Além de Thor Batista, que até 2013 era dependente de Eike, a decisão inclui seis pessoas jurídicas, sendo quatro delas com sede em paraísos fiscais: a Meisterschaft Holding (em Belize), a Aux Luxembourg Sarl e a Aux LLC (ambas em Luxemburgo) e a 63X Master Fund (Ilhas Cayman).
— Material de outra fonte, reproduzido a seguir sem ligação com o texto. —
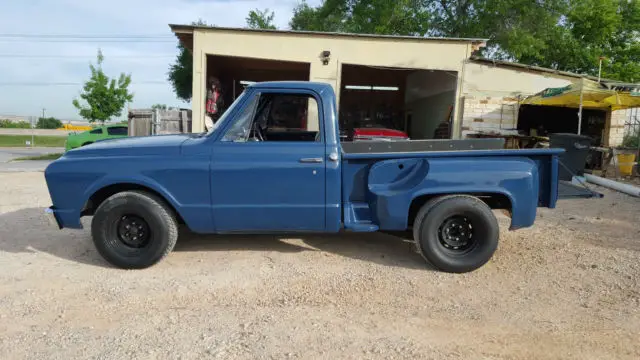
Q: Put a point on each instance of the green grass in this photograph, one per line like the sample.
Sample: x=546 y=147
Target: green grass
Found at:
x=40 y=141
x=52 y=156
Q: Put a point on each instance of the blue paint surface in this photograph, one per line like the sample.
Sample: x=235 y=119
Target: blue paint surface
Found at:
x=219 y=186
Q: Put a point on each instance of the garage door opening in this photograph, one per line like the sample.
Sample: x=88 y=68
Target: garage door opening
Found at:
x=235 y=73
x=544 y=120
x=396 y=103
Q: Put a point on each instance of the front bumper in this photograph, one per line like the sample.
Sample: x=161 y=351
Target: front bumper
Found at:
x=50 y=214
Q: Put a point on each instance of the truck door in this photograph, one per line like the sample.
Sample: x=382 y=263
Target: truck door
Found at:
x=268 y=165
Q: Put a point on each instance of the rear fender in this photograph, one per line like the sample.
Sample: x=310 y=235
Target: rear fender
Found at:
x=394 y=184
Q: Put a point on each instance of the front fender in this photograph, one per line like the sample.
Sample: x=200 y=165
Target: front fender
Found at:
x=136 y=179
x=394 y=184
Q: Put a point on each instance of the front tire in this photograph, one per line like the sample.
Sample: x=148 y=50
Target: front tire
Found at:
x=134 y=229
x=456 y=233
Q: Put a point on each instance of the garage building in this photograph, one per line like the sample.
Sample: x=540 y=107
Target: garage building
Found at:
x=411 y=84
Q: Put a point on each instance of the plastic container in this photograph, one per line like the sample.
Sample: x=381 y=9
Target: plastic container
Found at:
x=625 y=163
x=575 y=156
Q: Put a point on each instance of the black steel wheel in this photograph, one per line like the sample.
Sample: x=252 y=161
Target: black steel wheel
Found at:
x=457 y=233
x=134 y=230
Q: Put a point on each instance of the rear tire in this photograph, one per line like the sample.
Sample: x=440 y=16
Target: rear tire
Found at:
x=134 y=229
x=456 y=233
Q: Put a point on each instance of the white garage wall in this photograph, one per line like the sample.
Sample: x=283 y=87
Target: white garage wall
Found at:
x=490 y=96
x=429 y=95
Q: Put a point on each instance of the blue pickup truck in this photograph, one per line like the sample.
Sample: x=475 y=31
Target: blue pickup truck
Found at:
x=264 y=170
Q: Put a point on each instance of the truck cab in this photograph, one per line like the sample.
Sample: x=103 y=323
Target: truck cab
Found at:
x=274 y=163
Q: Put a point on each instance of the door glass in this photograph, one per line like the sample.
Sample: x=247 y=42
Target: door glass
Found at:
x=241 y=128
x=288 y=117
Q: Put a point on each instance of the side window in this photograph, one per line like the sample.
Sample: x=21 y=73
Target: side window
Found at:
x=288 y=117
x=277 y=117
x=241 y=128
x=119 y=130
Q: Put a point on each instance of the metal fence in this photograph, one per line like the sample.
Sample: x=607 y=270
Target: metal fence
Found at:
x=145 y=122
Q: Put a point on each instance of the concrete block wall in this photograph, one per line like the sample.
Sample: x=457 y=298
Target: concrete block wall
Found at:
x=489 y=115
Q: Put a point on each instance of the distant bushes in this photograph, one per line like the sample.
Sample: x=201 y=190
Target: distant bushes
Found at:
x=8 y=124
x=48 y=123
x=43 y=123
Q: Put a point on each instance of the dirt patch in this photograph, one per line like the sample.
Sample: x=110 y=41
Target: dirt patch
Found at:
x=566 y=288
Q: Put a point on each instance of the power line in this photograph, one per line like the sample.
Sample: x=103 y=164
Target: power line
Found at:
x=84 y=36
x=87 y=40
x=151 y=82
x=37 y=56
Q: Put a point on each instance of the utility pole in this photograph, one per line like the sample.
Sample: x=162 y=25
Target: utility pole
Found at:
x=600 y=67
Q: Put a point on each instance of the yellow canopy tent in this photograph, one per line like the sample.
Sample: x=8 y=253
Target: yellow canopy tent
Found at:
x=590 y=94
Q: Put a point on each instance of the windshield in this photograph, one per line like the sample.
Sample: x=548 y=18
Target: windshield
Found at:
x=224 y=116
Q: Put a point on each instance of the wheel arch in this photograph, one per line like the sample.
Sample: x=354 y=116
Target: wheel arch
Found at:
x=98 y=196
x=495 y=199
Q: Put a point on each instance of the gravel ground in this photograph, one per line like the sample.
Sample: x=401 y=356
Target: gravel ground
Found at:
x=565 y=289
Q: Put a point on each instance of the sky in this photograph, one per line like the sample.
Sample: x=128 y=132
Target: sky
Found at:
x=39 y=72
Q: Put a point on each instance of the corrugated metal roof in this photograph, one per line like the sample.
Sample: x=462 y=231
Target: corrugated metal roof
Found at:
x=176 y=28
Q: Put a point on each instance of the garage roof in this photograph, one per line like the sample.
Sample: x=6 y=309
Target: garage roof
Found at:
x=185 y=34
x=519 y=66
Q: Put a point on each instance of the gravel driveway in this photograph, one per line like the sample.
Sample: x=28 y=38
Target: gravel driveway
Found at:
x=566 y=288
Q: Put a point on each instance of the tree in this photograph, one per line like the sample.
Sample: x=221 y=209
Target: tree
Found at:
x=401 y=17
x=260 y=19
x=103 y=98
x=180 y=73
x=569 y=35
x=48 y=123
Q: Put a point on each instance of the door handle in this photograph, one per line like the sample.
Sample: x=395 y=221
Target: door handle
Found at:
x=311 y=160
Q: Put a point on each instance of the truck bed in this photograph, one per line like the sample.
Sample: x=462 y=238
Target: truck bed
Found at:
x=412 y=146
x=381 y=184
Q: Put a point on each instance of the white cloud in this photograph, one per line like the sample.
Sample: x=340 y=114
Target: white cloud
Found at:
x=146 y=61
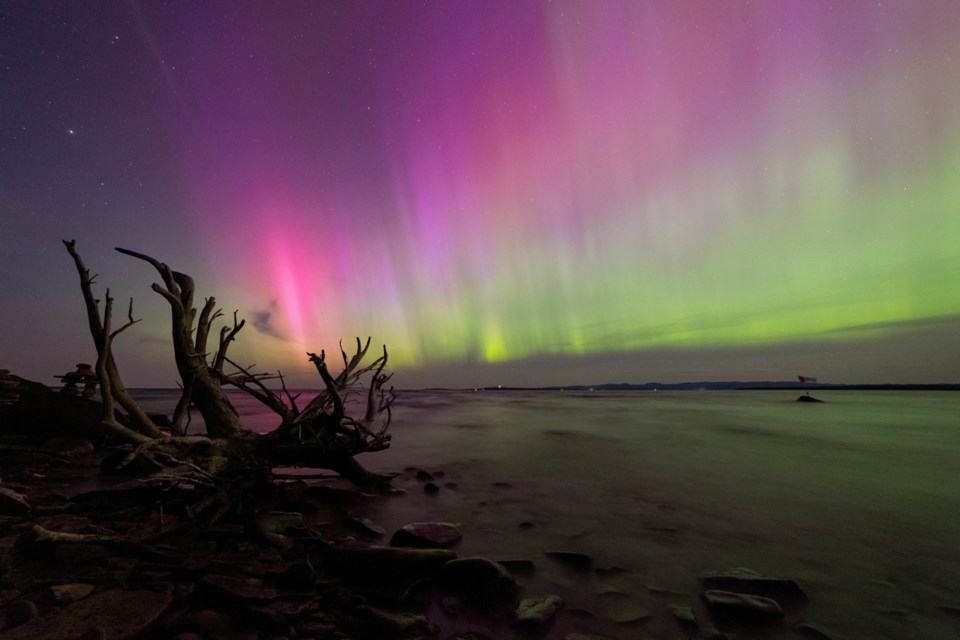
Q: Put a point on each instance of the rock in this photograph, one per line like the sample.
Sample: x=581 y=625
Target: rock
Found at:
x=479 y=580
x=370 y=622
x=233 y=589
x=516 y=566
x=685 y=616
x=742 y=607
x=278 y=522
x=384 y=563
x=13 y=503
x=427 y=535
x=73 y=447
x=810 y=632
x=210 y=621
x=67 y=593
x=120 y=614
x=365 y=527
x=743 y=580
x=537 y=614
x=300 y=576
x=20 y=612
x=578 y=561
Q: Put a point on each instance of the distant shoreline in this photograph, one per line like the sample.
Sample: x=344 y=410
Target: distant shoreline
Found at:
x=727 y=386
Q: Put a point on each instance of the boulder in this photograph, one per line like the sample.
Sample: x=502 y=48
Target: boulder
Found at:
x=384 y=563
x=427 y=535
x=743 y=580
x=113 y=614
x=577 y=561
x=742 y=608
x=365 y=527
x=479 y=581
x=220 y=588
x=13 y=503
x=66 y=593
x=536 y=615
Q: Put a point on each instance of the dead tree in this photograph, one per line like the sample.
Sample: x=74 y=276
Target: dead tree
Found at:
x=323 y=434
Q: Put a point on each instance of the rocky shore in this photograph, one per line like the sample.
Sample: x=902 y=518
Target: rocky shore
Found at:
x=87 y=555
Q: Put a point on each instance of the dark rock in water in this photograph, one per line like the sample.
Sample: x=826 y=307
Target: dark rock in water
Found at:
x=480 y=580
x=279 y=521
x=370 y=622
x=20 y=612
x=299 y=575
x=112 y=614
x=810 y=632
x=427 y=535
x=233 y=589
x=745 y=580
x=73 y=447
x=365 y=527
x=518 y=565
x=685 y=616
x=66 y=593
x=385 y=562
x=13 y=503
x=578 y=561
x=742 y=608
x=537 y=614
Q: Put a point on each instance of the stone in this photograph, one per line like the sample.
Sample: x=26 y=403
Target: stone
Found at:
x=537 y=614
x=427 y=535
x=67 y=593
x=685 y=616
x=20 y=612
x=365 y=527
x=518 y=566
x=742 y=607
x=578 y=561
x=119 y=613
x=370 y=622
x=811 y=632
x=743 y=580
x=478 y=580
x=13 y=503
x=384 y=563
x=73 y=447
x=277 y=522
x=232 y=588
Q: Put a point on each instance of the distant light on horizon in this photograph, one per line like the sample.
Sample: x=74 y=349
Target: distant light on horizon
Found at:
x=483 y=185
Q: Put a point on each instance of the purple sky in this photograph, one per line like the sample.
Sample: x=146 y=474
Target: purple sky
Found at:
x=517 y=193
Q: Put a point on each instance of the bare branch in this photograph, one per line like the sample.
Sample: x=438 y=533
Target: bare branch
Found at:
x=226 y=337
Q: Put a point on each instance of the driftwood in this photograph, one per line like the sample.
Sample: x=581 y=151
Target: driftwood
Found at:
x=323 y=434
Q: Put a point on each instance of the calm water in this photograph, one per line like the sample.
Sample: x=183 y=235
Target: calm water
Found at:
x=857 y=498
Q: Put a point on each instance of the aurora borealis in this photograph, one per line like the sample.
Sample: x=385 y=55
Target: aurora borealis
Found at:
x=519 y=192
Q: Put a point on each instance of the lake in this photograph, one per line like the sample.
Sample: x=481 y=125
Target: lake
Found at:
x=857 y=498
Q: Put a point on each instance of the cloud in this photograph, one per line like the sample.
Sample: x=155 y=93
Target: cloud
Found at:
x=262 y=321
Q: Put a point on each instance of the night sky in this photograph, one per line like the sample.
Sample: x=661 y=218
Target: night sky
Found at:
x=503 y=192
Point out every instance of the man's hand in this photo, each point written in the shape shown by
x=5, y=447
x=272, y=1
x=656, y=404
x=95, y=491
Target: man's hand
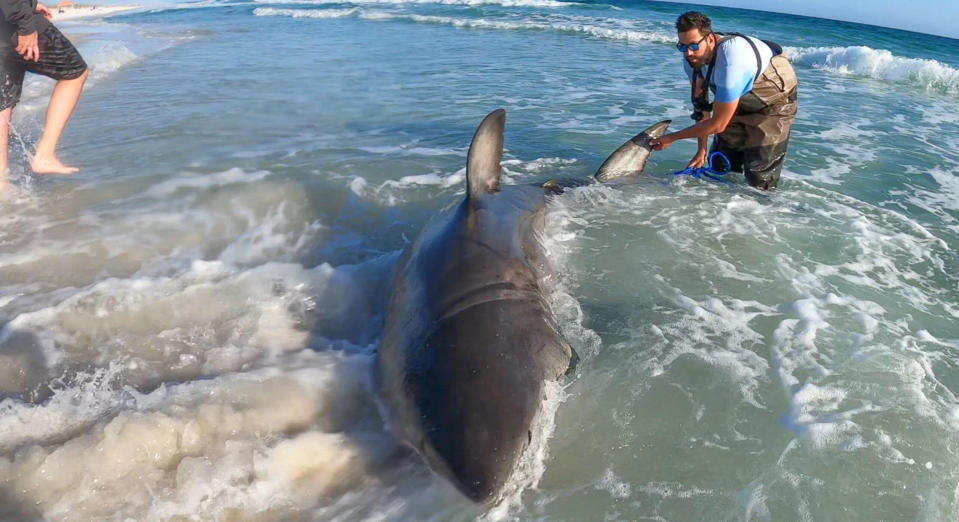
x=28, y=47
x=698, y=160
x=45, y=11
x=661, y=143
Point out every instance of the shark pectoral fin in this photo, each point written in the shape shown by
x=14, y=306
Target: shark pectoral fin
x=486, y=152
x=630, y=159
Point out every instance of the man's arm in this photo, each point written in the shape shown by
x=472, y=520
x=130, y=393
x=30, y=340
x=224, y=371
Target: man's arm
x=20, y=13
x=715, y=123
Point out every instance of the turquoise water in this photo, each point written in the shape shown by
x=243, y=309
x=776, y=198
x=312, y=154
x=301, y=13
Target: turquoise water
x=188, y=325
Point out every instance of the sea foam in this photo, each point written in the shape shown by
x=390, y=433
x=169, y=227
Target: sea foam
x=879, y=64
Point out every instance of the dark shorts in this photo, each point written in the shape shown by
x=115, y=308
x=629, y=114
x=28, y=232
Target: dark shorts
x=59, y=60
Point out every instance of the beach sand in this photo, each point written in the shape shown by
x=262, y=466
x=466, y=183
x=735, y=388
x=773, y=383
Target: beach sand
x=87, y=11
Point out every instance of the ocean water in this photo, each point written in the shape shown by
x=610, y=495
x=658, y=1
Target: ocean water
x=187, y=327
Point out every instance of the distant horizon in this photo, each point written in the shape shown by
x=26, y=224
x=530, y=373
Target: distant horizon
x=931, y=17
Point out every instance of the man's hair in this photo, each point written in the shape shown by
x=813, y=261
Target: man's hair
x=694, y=20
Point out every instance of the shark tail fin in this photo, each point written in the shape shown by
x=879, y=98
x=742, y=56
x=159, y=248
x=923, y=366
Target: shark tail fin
x=486, y=152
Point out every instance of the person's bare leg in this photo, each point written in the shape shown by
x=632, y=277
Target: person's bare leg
x=62, y=102
x=4, y=146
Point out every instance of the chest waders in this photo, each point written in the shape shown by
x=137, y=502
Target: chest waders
x=756, y=139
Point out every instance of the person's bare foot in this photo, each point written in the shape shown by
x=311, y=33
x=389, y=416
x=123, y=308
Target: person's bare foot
x=51, y=165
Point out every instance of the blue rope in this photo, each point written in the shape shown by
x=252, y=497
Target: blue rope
x=709, y=170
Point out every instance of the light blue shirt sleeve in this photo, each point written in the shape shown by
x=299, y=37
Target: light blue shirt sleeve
x=735, y=70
As outras companhias listadas são a holding EBX, controladora da MMX localizada no Rio de Janeiro, e a OTX Fund LLC, dos EUA.
No auge do Grupo “X” – que controlava negócios como a OGX, de petróleo, a OSX, de construção naval, e a LLX, de logística -, o empresário brasileiro chegou a ser o 7.º homem mais rico do mundo em 2012, com fortuna de US$ 34,5 bilhões.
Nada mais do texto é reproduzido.